Suppose now that $X\subset Y$ is infinite. (This argument was noticed also by user მამუკა ჯიბლაძე in the comments.) Clearly $1$ is an upper bound of $X$; what we need to show is that there is no smaller upper bound. Suppose that $u<1$ is an element of $B$. Using the term algebra, we know that every element of $B$ is represented as a term using finitely many variables of $Y$. Fix such a term, and let $p$ be some element of $X$ not appearing in that term. Since $u<1$ and $p$ does not appear in the term for $u$, I claim that there is a homomorphism sending $u$ to $0$ and $p$ to $1$. To see this, we merely need to settle the values of the variables appearing in the term for $u$ in such a way that $u$ becomes $0$, and this is determined by settling the values of the variables appearing in that term, and we can independently send $p$ to $1$ by freeness. Since homomorphisms preserve order, it cannot be that $p\leq u$. So we have shown that no element of $B$ other than $1$ is an upper bound of $X$, and so the least upper bound of $X$ is $1$.

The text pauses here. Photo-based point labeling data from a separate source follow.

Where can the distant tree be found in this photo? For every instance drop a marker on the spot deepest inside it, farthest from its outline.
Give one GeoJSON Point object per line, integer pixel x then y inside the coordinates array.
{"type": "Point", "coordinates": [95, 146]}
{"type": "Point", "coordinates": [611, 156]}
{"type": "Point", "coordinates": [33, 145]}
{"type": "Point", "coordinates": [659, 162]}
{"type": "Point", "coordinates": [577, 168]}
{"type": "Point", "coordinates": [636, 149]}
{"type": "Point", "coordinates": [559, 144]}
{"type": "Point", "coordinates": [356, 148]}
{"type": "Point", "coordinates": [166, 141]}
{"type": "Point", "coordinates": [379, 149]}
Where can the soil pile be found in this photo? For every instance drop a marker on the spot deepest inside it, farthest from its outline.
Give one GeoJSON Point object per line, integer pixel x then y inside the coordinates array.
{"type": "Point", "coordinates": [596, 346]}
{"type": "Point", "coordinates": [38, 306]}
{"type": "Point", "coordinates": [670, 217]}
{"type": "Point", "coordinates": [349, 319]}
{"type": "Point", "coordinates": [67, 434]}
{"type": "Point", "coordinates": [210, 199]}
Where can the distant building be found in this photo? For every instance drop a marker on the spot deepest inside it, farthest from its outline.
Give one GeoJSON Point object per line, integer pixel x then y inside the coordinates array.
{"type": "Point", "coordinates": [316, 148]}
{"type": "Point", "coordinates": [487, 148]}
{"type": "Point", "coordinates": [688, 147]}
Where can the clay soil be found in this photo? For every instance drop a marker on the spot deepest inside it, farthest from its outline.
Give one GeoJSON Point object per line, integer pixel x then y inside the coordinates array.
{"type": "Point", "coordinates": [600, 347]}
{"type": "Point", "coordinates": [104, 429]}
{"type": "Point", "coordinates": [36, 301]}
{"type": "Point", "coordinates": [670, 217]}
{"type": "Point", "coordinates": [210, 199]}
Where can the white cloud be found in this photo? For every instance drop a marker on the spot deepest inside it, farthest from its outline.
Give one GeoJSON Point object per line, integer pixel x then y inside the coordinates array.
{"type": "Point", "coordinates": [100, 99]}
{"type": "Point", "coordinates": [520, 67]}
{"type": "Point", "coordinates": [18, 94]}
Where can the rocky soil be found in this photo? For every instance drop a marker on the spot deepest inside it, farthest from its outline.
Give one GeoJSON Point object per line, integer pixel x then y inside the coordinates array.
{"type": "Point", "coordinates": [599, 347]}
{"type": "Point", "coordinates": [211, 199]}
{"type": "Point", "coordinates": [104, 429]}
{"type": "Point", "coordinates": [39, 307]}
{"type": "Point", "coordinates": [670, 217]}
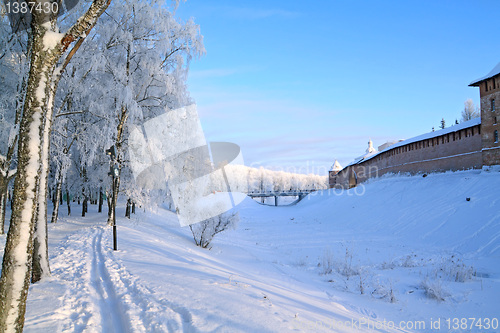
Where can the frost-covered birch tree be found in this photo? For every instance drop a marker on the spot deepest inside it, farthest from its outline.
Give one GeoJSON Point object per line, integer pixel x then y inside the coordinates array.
{"type": "Point", "coordinates": [48, 48]}
{"type": "Point", "coordinates": [14, 54]}
{"type": "Point", "coordinates": [133, 68]}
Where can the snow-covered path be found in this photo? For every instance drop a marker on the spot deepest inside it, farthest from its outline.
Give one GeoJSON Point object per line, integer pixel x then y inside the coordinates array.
{"type": "Point", "coordinates": [327, 264]}
{"type": "Point", "coordinates": [95, 292]}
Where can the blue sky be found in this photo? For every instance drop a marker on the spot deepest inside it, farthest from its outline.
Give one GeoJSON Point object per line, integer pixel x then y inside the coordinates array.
{"type": "Point", "coordinates": [298, 84]}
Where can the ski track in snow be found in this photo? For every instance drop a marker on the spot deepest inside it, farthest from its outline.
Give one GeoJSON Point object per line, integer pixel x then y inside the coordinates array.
{"type": "Point", "coordinates": [102, 296]}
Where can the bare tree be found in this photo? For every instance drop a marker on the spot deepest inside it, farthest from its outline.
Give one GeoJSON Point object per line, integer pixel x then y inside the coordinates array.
{"type": "Point", "coordinates": [48, 48]}
{"type": "Point", "coordinates": [470, 111]}
{"type": "Point", "coordinates": [205, 231]}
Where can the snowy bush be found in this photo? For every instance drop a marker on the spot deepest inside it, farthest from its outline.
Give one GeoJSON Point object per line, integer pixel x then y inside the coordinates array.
{"type": "Point", "coordinates": [454, 269]}
{"type": "Point", "coordinates": [327, 262]}
{"type": "Point", "coordinates": [382, 291]}
{"type": "Point", "coordinates": [204, 232]}
{"type": "Point", "coordinates": [434, 289]}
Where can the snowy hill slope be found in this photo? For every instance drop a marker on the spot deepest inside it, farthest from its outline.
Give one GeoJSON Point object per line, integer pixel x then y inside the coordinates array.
{"type": "Point", "coordinates": [396, 254]}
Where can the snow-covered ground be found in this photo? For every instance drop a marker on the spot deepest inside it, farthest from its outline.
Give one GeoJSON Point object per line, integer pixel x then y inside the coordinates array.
{"type": "Point", "coordinates": [408, 252]}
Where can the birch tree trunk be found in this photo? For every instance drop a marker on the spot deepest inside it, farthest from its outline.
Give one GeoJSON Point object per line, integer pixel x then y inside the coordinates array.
{"type": "Point", "coordinates": [68, 202]}
{"type": "Point", "coordinates": [55, 212]}
{"type": "Point", "coordinates": [40, 266]}
{"type": "Point", "coordinates": [17, 260]}
{"type": "Point", "coordinates": [3, 204]}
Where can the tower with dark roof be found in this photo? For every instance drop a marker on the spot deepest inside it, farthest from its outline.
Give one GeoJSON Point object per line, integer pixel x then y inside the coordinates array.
{"type": "Point", "coordinates": [489, 91]}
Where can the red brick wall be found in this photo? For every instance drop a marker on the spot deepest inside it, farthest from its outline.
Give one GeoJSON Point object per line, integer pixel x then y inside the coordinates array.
{"type": "Point", "coordinates": [489, 121]}
{"type": "Point", "coordinates": [454, 151]}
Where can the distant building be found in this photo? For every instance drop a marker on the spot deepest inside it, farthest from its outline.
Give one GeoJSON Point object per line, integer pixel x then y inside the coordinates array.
{"type": "Point", "coordinates": [469, 145]}
{"type": "Point", "coordinates": [489, 90]}
{"type": "Point", "coordinates": [334, 170]}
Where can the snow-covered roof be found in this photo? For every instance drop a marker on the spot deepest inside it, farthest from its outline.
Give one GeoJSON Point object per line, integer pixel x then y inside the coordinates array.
{"type": "Point", "coordinates": [336, 166]}
{"type": "Point", "coordinates": [493, 72]}
{"type": "Point", "coordinates": [430, 135]}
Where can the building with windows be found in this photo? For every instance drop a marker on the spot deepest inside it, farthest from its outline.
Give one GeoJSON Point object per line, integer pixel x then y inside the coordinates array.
{"type": "Point", "coordinates": [469, 145]}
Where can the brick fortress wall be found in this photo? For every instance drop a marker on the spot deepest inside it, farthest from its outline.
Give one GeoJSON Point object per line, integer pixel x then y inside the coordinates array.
{"type": "Point", "coordinates": [457, 150]}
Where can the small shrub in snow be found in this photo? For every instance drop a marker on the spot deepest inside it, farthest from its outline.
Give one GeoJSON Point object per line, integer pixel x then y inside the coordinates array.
{"type": "Point", "coordinates": [382, 291]}
{"type": "Point", "coordinates": [434, 289]}
{"type": "Point", "coordinates": [454, 269]}
{"type": "Point", "coordinates": [204, 232]}
{"type": "Point", "coordinates": [327, 262]}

An alternative argument was suggested in the comments by Andreas Blass: if $X\subset Y$ is infinite with upper bound $u$, let $p$ be variable of $X$ not used the term representing $u$. By freeness, there is an automorphism of the Boolean algebra sending $p$ to $\neg p$ and fixing all other variables and therefore also fixing $u$. Since $p\leq u$, it follows by applying the automorphism that also $(\neg p)\leq u$. Since $1=p\vee\neg p$, this means $u=1$. QED

Meanwhile, if instead of the free algebra one has the Boolean algebra generated by an infinite set of atoms, then something closer to the claim is true:

Theorem. If $B$ is the Boolean algebra generated by an infinite set of atoms $Y$, then the subsets of $Y$ with a least upper bound in $B$ are exactly the finite or co-finite subsets of $Y$.

Proof. It is not difficult to see that the Boolean algebra $B$ is isomorphic to the set of finite and co-finite subsets of $Y$, with the usual set-theoretic operations. If $X\subset Y$ is infinite and co-infinite, therefore, then clearly no finite or co-finite set can be a least upper bound of $X$.QED

Answer 3

The answer by Todd Trimble is precise enough, I just would like to complement it with some additional considerations.

Upper bounds of any subset of any Boolean algebra form a $\textit{normal filter}$, and lower bounds of any subset form a $\textit{normal ideal}$. Normal filters are in one-to-one correspondence with $\textit{regular closed}$ subsets of the Stone space of the algebra, and normal ideals with $\textit{regular open}$ subsets of the Stone space (so also both (normal filters) $\leftrightarrow$ (normal ideals) and (regular closeds) $\leftrightarrow$ (regular opens) are in one-to-one (order reversing) correspondences with each other).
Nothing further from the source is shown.